I don't know if something of the sort can be said of $$\mathbf{No}$$ as an ordered exponential field without using additional structure. Same question for valued differential rings. I suppose this would take a lot of work to prove, but $$\mathbf{No}$$ may also be saturated as a model of the theory of transseries. edit: it is not since the field of constants is a set ($$\mathbb{R}$$).

To prove your result more succintly, pick an enumeration $$(x_{\alpha})_{\alpha<\kappa}$$ of your linear order, and send each $$x_{\alpha}$$ inductively onto $$y_{\alpha}:=\{y_{\beta}: \beta<\alpha \wedge x_{\beta}x_{\alpha}\}$$.

• @bof $\mathbf{No}$ is standard for the surreal numbers, yes. Also the part at the very bottom is a pretty direct argument answering the question.

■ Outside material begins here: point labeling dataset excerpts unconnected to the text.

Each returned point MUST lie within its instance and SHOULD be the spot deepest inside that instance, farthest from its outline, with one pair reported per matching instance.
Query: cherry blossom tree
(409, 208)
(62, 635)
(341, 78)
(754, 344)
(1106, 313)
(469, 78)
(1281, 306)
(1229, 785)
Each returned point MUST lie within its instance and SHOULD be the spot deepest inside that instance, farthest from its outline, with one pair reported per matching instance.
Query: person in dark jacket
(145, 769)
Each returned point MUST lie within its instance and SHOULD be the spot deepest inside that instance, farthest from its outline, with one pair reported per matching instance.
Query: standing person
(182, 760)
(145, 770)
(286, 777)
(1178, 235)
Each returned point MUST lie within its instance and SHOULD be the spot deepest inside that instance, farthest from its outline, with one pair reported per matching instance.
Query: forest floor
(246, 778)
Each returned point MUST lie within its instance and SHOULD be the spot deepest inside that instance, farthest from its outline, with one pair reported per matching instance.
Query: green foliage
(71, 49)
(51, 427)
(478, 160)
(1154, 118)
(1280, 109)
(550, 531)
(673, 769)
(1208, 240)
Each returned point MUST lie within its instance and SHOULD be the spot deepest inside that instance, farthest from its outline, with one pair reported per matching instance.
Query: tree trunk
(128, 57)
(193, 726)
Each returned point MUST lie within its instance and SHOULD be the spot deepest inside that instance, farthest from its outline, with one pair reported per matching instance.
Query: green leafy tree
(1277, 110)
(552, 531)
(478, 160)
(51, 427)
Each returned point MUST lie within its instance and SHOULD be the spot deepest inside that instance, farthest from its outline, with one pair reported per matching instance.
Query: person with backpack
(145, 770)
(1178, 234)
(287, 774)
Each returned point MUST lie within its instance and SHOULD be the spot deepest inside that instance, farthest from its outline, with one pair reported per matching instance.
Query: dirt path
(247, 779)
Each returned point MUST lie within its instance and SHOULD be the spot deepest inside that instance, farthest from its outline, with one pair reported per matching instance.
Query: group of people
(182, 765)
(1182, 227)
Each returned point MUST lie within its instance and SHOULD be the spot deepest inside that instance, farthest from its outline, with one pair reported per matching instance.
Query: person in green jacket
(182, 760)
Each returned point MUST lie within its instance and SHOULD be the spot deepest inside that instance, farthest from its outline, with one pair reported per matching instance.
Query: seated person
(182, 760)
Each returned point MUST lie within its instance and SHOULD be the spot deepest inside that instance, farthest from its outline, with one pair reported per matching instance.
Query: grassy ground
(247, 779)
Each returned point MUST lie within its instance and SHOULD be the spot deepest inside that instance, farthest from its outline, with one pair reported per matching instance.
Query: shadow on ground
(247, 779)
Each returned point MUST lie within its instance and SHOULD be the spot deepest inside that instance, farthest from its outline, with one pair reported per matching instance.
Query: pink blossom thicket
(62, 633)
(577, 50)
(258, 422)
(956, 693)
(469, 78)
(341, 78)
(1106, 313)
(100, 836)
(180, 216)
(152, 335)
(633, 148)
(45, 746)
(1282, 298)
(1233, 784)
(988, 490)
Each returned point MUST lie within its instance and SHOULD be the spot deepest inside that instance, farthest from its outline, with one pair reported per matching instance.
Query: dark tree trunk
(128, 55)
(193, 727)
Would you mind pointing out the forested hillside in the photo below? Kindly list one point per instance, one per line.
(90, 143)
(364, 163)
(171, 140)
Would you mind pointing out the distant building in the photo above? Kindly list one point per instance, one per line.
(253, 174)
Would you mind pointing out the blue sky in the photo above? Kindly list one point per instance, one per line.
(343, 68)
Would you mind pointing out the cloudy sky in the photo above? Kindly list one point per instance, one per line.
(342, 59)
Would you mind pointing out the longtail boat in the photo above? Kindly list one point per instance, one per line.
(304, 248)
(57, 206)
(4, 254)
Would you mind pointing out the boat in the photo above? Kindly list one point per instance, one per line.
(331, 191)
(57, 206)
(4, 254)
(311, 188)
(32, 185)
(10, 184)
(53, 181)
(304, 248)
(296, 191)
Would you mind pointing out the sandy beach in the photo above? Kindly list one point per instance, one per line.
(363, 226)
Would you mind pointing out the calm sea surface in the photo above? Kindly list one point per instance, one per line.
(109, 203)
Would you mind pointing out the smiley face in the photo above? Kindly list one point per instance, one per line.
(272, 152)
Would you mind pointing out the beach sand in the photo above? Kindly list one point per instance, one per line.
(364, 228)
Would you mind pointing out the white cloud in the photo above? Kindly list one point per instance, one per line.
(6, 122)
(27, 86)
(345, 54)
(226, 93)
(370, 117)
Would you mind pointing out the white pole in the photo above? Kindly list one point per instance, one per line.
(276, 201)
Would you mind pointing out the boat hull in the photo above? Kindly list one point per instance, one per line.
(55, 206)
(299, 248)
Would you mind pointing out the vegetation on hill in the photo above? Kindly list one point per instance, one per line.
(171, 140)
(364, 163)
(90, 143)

Commented Apr 28, 2020 at 11:10
• @bof I made it explicit. Commented Apr 28, 2020 at 11:50
• That is really neat! So every ordered group and ordered ring also embeds into the surreal numbers then? Commented Apr 28, 2020 at 13:10
• @MikeBattaglia Yes, and there's a similar model-theoretically light proof: Start with an enumeration of the divisible hull of said group / the real-closure of said field. Define $y_{\alpha}$ similarly except you choose $\alpha$ as the least ordinal such that all $x_{\beta},\beta<\alpha$ lie in the divisible hull / real closure of the subset of elements that have already be embedded. Such $x_{\beta}$, may be embedded into $\mathbf{No}$ in a unique way, so this defines a unique $y_{\beta}$. This unicity is specific to this case, it does not follow from the conditions in the top of my answer. Commented Apr 28, 2020 at 13:25
• @MikeBattaglia My bad, what I am calling "ordered ring" is what I should perhaps call "ordered domain", i.e. we should have $(a>0$ and $b>0) \Rightarrow a b >0$. I will edit my answer to reflect this. Commented Apr 29, 2020 at 11:57

Yes; we can define a natural set $$S_d$$ of surreals for every ordinal $$d$$ so that any total order $$X$$ can embed into some $$S_d$$.

If we accept the general continuum hypothesis, then we can embed $$X$$ in $$S_d$$ where $$|S_d|=|X|$$.

To define $$S_d$$, consider each surreal $$s$$ as an ordinal $$d$$ together with a function $$s:d\to\{+,-\}$$. Write $$D(s)$$ to denote the ordinal $$d$$ of $$s$$ (the domain of $$s$$ as a function). Then $$S_d := \{s: D(s) < \aleph_d\}.$$

Details: Surreal Canonical Linear Orders.